Court of Appeals Building Court of Appeals Building. Photo Credit: Rick Kopstein/ALM

ALBANY — The state's Court of Appeals on Thursday heard oral arguments in a pair of cases concerning what evidence is necessary to establish identity theft.

The Appellate Division, First Department in 2016 reversed an identity theft conviction against Kerri Roberts for insufficient evidence. Roberts was arrested after he attempted to use a forged credit card in 2011. The card Roberts used had a valid account number but bore a fictitious name, Craig Jonathan. Roberts also had a forged driver's license with his photo and Jonathan's name.

Roberts was convicted of second-degree identity theft and two counts of possession of a forged instrument, for which he was sentenced to three to six years in prison. The Appellate Division, First Department reversed the identity-theft conviction because, it said, the use of personal identifying information alone is insufficient.

“Rather, the People must show that the defendant both used the victim's personal identifying information and assumed the victim's identity. Here, while the proof was clear that defendant used the personal identifying information of the victim … there was no proof that he assumed the [victim's] identity. Instead, he assumed the identity of a fictitious person.”

The Manhattan District Attorney's Office appealed the case, People v. Roberts, No. 42, to the state's highest court. In a brief filed in last March, attorneys for the district attorney's office said that the evidence at trial “provided the jury with a legally sufficient basis to conclude that [the] defendant” assumed someone else's identity by using someone else's personal information.

“The Appellate Division's interpretation of the identity theft law is at odds with the intent of the Legislature … legislative history, concurrent enactments, and [the] problem that prompted passage of the legislation. From those sources, it is apparent that the Legislature understood that a defendant can assume his victim's identity without having to trick another person into believing that he is the victim,” wrote Assistant District Attorney Philip Morrow.

Roberts' attorney, John Vang of the Center for Appellate Litigation, did not immediately respond to a request for comment.

Penal Law §§190.79 and 190.80, both felonies, state that a defendant knowingly, and with intent to defraud, assumes the identity of another person by presenting him or herself as that other person, by acting as that other person, or by using the personal identifying information of that person to commit a crime. Because Roberts did not actually assume the identity of the victim, there was a gray area.

The court also heard arguments in People v. Rush, No. 43, in which a woman was accused of assuming the identity of another person, identified as S.L., by using his name to deposit forged checks into a fraudulent bank account that had been opened in his name by an unidentified man at a Rochester-area bank without S.L.'s knowledge. Terri Rush was convicted of first-degree identity theft and possession of a forged instrument for which she was sentenced to five years of probation.

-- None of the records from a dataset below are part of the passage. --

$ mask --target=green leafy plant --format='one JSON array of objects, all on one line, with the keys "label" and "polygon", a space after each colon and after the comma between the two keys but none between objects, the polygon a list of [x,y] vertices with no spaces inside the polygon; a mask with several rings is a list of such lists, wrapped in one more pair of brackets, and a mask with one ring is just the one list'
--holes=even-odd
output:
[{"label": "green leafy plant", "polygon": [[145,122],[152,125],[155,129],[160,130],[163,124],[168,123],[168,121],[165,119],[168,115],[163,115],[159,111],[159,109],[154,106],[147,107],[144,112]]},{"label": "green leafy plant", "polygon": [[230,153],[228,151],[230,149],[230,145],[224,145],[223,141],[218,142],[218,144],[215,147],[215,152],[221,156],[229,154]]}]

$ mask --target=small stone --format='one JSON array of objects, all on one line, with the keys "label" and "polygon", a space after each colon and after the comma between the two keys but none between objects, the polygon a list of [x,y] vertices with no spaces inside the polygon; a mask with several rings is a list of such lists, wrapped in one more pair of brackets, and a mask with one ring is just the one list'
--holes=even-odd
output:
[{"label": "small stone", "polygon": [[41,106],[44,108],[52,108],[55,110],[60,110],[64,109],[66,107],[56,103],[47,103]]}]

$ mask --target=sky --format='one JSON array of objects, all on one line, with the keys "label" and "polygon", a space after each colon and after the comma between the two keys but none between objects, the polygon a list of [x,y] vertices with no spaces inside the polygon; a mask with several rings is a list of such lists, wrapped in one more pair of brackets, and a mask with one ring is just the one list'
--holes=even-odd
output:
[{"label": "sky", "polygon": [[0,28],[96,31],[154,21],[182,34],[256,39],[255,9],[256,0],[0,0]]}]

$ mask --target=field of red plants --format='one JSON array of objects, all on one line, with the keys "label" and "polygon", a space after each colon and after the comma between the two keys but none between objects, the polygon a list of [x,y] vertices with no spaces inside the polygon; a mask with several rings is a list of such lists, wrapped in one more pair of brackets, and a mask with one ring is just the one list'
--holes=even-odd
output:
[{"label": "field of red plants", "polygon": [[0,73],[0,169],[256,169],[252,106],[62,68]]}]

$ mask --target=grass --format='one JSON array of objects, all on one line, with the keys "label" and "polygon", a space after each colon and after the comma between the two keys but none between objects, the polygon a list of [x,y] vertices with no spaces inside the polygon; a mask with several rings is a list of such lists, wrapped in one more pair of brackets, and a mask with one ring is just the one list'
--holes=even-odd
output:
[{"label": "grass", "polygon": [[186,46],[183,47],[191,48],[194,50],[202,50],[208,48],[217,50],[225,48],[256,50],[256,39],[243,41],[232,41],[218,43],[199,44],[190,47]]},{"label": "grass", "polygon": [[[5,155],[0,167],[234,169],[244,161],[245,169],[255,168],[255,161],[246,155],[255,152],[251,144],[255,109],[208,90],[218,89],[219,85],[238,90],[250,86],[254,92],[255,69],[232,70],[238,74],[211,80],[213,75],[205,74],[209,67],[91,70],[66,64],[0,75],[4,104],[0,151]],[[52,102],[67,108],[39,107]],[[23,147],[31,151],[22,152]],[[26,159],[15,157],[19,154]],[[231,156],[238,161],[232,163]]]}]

The Appellate Division, Fourth Department affirmed the conviction, saying that the defendant's contention that the phrase “assumes the identity of another person” is a discrete element that has to be proved incorrect based on a previous ruling by the court.

Rush, who is being represented by Deena Mueller-Funke, an associate at Buffalo-based Phillips Lytle, and Monroe County Public Defender Timothy Donaher, appealed the Appellate Division's decision, arguing that she did not assume anyone's identity when she deposited the fraudulent check.

In a brief filed by Rush's lawyers in November, they argue that the Court of Appeals should reverse Rush's conviction, and find that assuming someone's identity is a separate element that needs to be established in order to prove the crime of identity theft under the law.